A friend of mine recently lamented having a criminal record. It interferes with finding employment, despite being completely qualified to do the job, and having put immense distance, including weekly worthy Temple attendance, between past-self and present-self. "When do we get to stop suffering for our sins?" my friend asked me. In this life, at least, we torment each other and ourselves far more than God does for our sins, though He does "stir [us] up to repentance." God's willingness and ability to forgive seems incomprehensible, and yet what Jesus went through in the Garden of Gethsemane is proportional to the heinous nature of human atrocity. The redemptive offering is exactly tailored to the debt we have incurred. How ironic that one of the symptoms of attempting to be righteous is judgmental or critical accusation, slander. The word devil literally means "slanderer," "accuser," and the truthfulness of the accusations does not justify them in God's eyes. He is the only one who is qualified to judge another person, because only He knows exactly what was going on inside them, as well as what they did. He is also often more willing to forgive than we people who are not perfect.
John Bytheway pointed out that the context of the statement "be ye therefore perfect" is loving our enemies. In the Sermon On the Mount, Jesus says we should love our enemies, bless those who curse us, and pray for them who use us and persecute us. God makes sun and rain to land on the good and the evil; we should not discriminate either. If we love our friends only, how are we any better than the rest of the world? And after expressing these ideas, THEN Jesus says to be perfect "even as your Father which is in heaven is perfect" (Matt. 5:48).

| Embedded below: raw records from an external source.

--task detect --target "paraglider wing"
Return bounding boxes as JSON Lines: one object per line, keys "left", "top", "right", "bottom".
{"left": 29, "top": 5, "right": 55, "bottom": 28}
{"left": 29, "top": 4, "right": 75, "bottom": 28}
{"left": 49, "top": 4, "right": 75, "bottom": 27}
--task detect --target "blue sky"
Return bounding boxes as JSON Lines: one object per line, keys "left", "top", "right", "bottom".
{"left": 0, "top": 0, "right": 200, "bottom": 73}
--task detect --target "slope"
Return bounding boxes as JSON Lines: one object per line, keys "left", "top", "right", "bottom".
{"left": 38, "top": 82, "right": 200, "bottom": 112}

Love is easy to feel for the obviously beautiful things and people we see; "beauty" is anything that causes us to feel joy. It is much harder to muster love for giant crickets and poor drivers who make you miss the green light by driving slowly. Yet the Lord has done this—everyone falls under the umbrella of His love, or at least His concern and loving attention. It is true that some people have gone so far, received so many chances to change and return to Him, that law dictates their destruction. Sodom and Gomorrah are one example. But the Lord mourned the condition of the damned when Enoch saw Him weeping for them (Moses 7:29-40). C. S. Lewis expressed the idea that hell cannot hold heaven captive forever through the instrument of heaven's compassion for hell's fallen and dark state; heaven is happiness, not sorrow.
The Lord's mercy is extreme. The Book of Mormon shows us the "vilest of sinners" becoming mighty missionaries, and their murderous converts becoming saintly pacifists who will not even fight in self-defense. None of this compares to any offense ever committed against me, but still I nurse grudges for petty offenses.
To be like God is to be able to forgive and love others, and to see the beauty and potential hidden deep inside the muddy or occasionally yucky exterior. God does the same with us.